What is usually a two- or three-day wait for parts has stretched out to more than a week, sometimes complicating buggy construction, he said, adding they try to keep an inventory of parts.
“We stock most parts. You can’t sell it if you don’t have it,” Andrew said.
The family also builds and sells jog carts — one-person carts that resemble racing sulkies — used to exercise a family’s carriage horses, he said.
The horses, typically bay standardbreds, need to be kept in condition so they can pull a buggy, loaded with a family, to church on Sunday or go to the store for the weekly grocery shopping, Andrew said.
Other Geauga County residents are used to seeing the uniformly black buggies on the road and in the parking lots at area stores.
While some may have more fluorescent tape on the back and front so they are more visible to faster-moving traffic after dark, buggies in the Middlefield settlement are mostly identical. Some are single-seat for two people, while others have a back seat and each has a storage space in the rear. But all are black.
“That’s the way it has always been,” Albert said.
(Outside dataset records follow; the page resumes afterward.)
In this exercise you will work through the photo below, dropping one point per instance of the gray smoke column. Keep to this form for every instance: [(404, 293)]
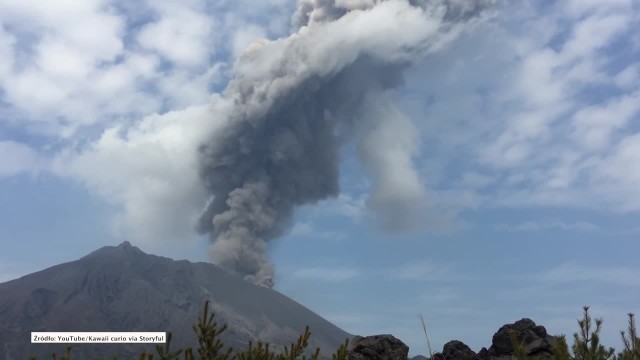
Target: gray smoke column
[(297, 100)]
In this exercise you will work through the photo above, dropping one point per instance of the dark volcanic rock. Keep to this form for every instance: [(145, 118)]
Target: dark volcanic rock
[(120, 288), (537, 343), (378, 347)]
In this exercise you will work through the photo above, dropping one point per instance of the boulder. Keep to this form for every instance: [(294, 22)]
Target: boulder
[(457, 350), (378, 347), (537, 343)]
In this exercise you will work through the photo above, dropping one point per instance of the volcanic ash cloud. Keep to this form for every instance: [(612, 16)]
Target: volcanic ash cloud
[(297, 100)]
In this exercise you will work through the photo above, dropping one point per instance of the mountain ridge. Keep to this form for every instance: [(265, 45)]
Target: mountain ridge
[(122, 288)]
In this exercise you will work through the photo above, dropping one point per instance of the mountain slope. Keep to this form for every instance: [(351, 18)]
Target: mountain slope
[(120, 288)]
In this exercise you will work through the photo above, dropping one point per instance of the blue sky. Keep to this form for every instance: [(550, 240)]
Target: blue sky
[(529, 155)]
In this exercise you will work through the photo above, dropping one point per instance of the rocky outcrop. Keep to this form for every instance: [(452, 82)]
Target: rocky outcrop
[(537, 344), (378, 347)]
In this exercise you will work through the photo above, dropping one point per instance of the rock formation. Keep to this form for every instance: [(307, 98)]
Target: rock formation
[(378, 347)]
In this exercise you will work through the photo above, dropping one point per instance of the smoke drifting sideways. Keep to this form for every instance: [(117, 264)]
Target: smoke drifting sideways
[(296, 101)]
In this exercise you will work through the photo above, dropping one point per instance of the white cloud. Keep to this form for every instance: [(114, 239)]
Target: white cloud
[(420, 271), (17, 158), (328, 274), (571, 272), (245, 36), (544, 225), (181, 35)]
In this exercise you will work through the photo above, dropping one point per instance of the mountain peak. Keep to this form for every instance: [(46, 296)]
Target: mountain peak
[(124, 247)]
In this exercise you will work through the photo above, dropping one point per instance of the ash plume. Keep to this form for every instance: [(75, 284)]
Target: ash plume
[(297, 100)]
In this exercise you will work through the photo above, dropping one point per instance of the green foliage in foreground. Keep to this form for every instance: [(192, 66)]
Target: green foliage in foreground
[(210, 347), (586, 345)]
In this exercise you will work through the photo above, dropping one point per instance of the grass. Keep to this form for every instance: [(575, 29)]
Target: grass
[(586, 345)]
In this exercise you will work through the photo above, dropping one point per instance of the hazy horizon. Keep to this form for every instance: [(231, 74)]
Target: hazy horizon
[(522, 131)]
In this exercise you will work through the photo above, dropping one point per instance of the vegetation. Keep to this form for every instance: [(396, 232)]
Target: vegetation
[(586, 345)]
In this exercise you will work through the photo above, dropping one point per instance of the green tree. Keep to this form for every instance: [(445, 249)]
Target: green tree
[(587, 342), (630, 341)]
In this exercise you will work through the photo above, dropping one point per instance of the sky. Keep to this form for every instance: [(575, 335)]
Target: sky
[(525, 140)]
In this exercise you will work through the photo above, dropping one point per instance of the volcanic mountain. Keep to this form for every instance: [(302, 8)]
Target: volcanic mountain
[(121, 288)]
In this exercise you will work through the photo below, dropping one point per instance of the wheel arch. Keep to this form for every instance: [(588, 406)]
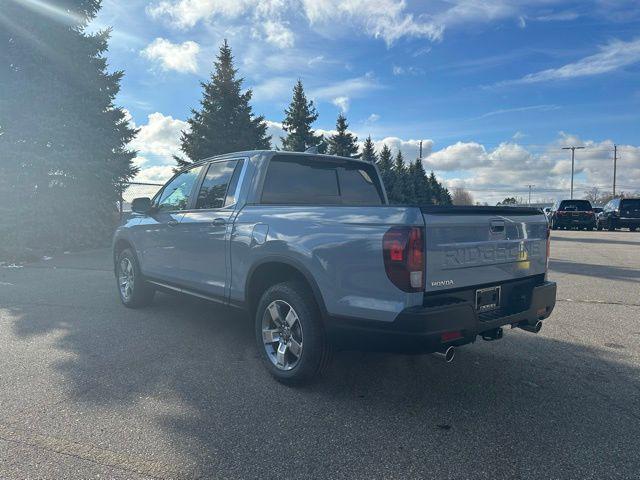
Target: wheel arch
[(276, 269)]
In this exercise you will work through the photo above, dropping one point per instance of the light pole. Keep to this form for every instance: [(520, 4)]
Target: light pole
[(530, 187), (573, 153)]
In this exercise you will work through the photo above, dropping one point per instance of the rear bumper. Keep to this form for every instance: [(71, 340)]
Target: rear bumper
[(575, 222), (627, 222), (420, 329)]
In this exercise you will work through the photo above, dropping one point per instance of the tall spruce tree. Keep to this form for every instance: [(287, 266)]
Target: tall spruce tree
[(63, 142), (225, 122), (399, 192), (385, 166), (369, 151), (343, 143), (297, 123), (441, 195), (420, 183)]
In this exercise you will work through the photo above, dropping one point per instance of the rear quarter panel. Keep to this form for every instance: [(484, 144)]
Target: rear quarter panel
[(339, 247)]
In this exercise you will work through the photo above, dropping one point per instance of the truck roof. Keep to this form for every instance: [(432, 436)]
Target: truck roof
[(272, 153)]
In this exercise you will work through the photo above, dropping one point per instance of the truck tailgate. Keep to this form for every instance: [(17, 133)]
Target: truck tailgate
[(469, 246)]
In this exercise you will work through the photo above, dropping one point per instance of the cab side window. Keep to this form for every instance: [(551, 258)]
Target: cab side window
[(175, 195), (214, 190)]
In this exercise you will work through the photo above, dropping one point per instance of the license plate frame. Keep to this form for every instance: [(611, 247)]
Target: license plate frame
[(488, 299)]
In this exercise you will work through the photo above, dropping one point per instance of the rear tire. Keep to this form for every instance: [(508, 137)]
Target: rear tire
[(290, 334), (134, 291)]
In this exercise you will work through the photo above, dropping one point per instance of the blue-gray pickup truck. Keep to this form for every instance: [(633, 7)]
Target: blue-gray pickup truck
[(309, 246)]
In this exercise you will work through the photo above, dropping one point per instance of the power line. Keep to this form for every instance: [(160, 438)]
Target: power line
[(615, 161), (573, 154)]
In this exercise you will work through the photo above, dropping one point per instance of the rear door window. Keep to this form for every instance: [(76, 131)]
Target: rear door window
[(358, 185), (301, 182), (313, 181), (213, 192), (575, 205), (630, 204)]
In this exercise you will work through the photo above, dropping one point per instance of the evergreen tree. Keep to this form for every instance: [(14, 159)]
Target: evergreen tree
[(398, 192), (63, 142), (441, 195), (369, 151), (420, 184), (225, 122), (297, 123), (385, 166), (343, 143)]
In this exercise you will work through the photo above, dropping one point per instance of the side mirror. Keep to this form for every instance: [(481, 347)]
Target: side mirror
[(141, 205)]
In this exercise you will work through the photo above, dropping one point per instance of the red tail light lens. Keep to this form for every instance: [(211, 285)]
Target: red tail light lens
[(403, 253)]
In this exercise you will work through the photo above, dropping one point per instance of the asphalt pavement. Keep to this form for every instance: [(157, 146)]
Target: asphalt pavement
[(90, 389)]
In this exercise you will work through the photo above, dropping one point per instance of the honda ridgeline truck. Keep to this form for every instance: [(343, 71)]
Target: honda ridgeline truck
[(309, 245)]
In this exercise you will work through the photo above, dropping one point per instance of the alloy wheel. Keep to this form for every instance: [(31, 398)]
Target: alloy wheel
[(126, 278), (282, 335)]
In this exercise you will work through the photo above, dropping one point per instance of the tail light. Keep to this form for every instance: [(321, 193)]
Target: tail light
[(403, 253)]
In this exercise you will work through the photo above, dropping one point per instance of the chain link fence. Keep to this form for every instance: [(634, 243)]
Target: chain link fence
[(131, 190)]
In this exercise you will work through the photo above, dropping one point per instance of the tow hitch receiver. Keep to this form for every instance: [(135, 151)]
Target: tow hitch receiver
[(493, 334)]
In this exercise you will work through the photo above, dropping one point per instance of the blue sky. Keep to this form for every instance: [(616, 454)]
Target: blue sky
[(493, 88)]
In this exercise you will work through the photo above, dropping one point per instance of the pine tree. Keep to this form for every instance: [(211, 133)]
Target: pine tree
[(297, 123), (369, 151), (343, 143), (398, 192), (63, 142), (420, 184), (225, 122), (441, 195), (385, 166)]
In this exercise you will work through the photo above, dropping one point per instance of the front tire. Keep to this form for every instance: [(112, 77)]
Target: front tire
[(290, 335), (134, 291)]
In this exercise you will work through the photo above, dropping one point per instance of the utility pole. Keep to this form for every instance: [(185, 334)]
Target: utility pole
[(615, 161), (573, 153)]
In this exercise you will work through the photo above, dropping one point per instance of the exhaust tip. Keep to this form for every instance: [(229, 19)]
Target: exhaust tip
[(535, 328), (447, 354)]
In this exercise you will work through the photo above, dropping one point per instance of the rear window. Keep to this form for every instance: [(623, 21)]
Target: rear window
[(575, 205), (630, 204), (309, 181)]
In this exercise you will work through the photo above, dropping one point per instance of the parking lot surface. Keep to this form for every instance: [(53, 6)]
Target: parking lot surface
[(90, 389)]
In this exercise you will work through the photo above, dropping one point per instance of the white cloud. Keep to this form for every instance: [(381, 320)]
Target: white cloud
[(352, 87), (342, 103), (278, 34), (458, 157), (612, 56), (373, 118), (410, 148), (181, 57), (508, 169), (159, 138), (275, 88), (385, 19), (154, 174)]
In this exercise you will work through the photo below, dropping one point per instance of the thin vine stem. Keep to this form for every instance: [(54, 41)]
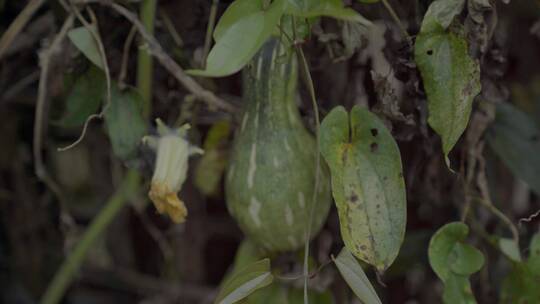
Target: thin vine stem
[(209, 31), (63, 277), (311, 89), (145, 63)]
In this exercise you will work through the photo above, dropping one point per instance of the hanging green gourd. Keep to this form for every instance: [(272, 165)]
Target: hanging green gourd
[(271, 174)]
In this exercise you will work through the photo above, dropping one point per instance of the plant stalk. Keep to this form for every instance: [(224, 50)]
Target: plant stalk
[(56, 289), (145, 64)]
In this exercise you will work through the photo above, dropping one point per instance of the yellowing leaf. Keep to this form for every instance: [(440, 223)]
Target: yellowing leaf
[(367, 184)]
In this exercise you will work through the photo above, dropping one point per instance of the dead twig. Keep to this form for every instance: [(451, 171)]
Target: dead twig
[(166, 61), (18, 24)]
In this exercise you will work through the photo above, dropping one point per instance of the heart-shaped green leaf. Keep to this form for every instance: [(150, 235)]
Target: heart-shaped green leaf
[(354, 275), (235, 12), (244, 282), (125, 123), (367, 184), (238, 42), (84, 98), (453, 261)]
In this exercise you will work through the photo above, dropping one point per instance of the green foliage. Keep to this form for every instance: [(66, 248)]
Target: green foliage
[(328, 8), (454, 261), (84, 98), (367, 184), (241, 284), (451, 77), (513, 136), (247, 24), (355, 277), (210, 168), (271, 207), (510, 248), (83, 39), (241, 39), (125, 123)]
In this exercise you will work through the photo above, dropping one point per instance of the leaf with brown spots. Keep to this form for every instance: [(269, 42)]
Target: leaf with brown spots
[(451, 77), (366, 183)]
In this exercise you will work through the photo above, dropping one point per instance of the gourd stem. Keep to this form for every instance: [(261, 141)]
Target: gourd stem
[(311, 89)]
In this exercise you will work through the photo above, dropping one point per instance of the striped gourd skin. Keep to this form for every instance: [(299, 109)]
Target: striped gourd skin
[(270, 178)]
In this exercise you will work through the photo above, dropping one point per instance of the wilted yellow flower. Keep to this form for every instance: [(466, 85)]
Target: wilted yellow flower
[(170, 170)]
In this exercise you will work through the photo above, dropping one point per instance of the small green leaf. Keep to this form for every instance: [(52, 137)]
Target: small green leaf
[(453, 261), (328, 8), (457, 289), (447, 252), (83, 39), (513, 136), (440, 15), (209, 171), (367, 184), (354, 275), (236, 11), (84, 98), (465, 259), (451, 77), (241, 284), (521, 285), (240, 41), (125, 123), (510, 249)]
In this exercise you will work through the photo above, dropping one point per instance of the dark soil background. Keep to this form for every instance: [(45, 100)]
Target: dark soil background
[(145, 258)]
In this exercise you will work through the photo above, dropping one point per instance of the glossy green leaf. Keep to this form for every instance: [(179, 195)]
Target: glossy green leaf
[(84, 98), (510, 249), (125, 123), (83, 39), (354, 275), (367, 184), (454, 261), (274, 293), (236, 11), (440, 15), (451, 77), (447, 252), (328, 8), (513, 136), (521, 285), (457, 289), (244, 282), (465, 260), (240, 41)]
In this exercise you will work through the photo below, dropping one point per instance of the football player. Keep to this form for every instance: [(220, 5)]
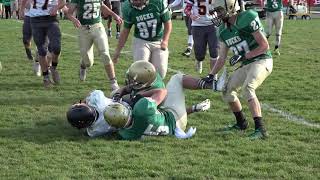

John started the business about 40 years ago. Albert worked building houses for 20 years and when John was ready to step back in 2014, Albert and Andrew built the 5,000-square-foot shop to accommodate the growing business.
Albert said for the five to construct and deliver 10 new buggies per month and make repairs to a few more can be a challenge, but they work to meet the demand that continues to increase.
“No local carriage shop around puts out the number of buggies we do,” he said. “It’s busy.”
The main part of the building that can hold 10 buggies in various stages of construction has office space and a wide shed down one side. Across the workshop is an addition where wheels and shafts lean neatly against a wall and half a dozen jog carts are lined up with their shafts up in the air.
A wagon, waiting for some attention, is parked in the side yard.
“We need all the room we have,” Albert said.
But they don’t need to worry about decorating a show room or customizing carriages for their Amish customers. There are only a few options and next year’s models won’t be different from last year’s models.
Albert is comfortable with the tradition his family is carrying on in the community.
“We’ve added lights, but the style and shape are the same as they have always been,” he said.